The Long View: Surveillance, the Internet, and Government ResearchLA Review of Books

“To be sure, these constitute provocative theses, ones that attempt to confront not only the standard Silicon Valley story, but also established lore among the small group of scholars who study the history of computing. He falls short, however, of backing up his claims with sufficient evidence.” — I don’t think we’ve heard the last word on covert military involvement in Silicon Valley’s development.

Provocative perspectives

Confessions of an “ex” Peak Oil Believer — F William Engdahl

It’s from 2007, but instructive nonetheless on how collective beliefs rise and fall: “The only problem was, [US oil production] peaked not because of resource depletion in the US fields. It “peaked” because Shell, Mobil, Texaco and the other partners of Saudi Aramco were flooding the US market with dirt cheap Middle East imports, tariff free, at prices so low California and many Texas domestic producers could not compete and were forced to shut their wells in.”

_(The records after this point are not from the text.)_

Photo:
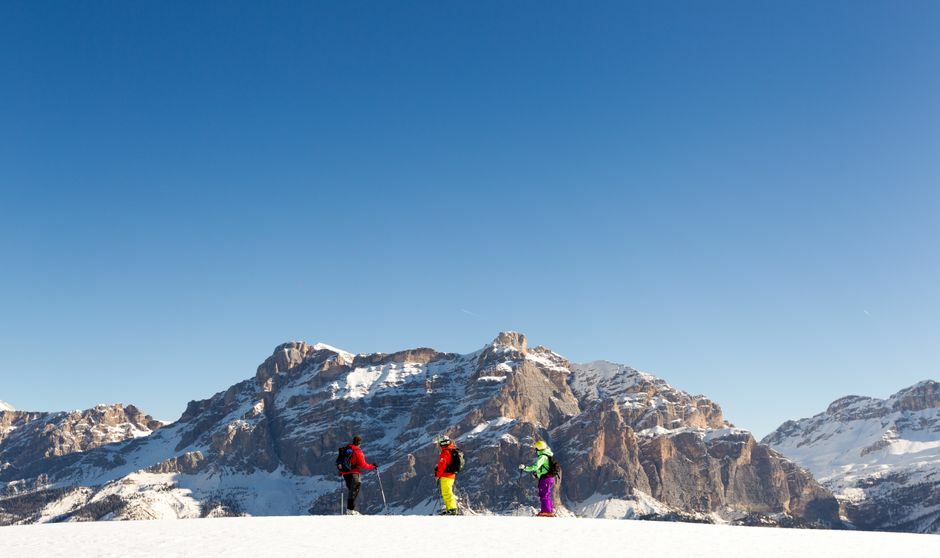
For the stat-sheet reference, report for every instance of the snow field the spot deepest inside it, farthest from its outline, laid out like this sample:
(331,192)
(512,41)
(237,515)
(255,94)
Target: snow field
(420,537)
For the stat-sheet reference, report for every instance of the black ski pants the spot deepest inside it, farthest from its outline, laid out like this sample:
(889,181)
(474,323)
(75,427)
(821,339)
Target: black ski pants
(352,489)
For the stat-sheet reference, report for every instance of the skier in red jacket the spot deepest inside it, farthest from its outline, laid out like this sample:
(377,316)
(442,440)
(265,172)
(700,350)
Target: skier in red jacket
(446,475)
(357,463)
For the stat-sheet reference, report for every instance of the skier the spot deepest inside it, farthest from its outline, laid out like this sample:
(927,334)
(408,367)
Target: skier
(448,465)
(545,469)
(351,462)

TOXIC FOOD is killing humanity: One-fifth of global deaths now linked to processed junk food and toxic ingredientsNewstarget

“A new study conducted at the Institute of Health Metrics and Evaluation at the University of Washington ( and published in The Lancet medical journal finds that a shocking 20 percent of global deaths are caused by toxic foods, junk foods, processed foods and harmful food ingredients. In essence, the study reveals that the toxic food industry is now about as dangerous as Big Tobacco.” — The booby prize of tech is solving the wrong problems really well, and the right ones not at all. See also Microwave ovens ‘fluke’ your heart while they ‘nuke’ your food.

Chief Seattle’s Prophecy for America: The End of Living and the Beginning of SurvivalEra of Light

“The greatest irony is that we think we are free. We think because of our technology that we live in the greatest era in human history, when in reality we may very well be living in the darkest of ages. It takes a strong mind to see this, an “awakened” and “freed” mind to see how our departure from Nature has really meant exactly what Seattle said it would: The end of living and the beginning of survival.”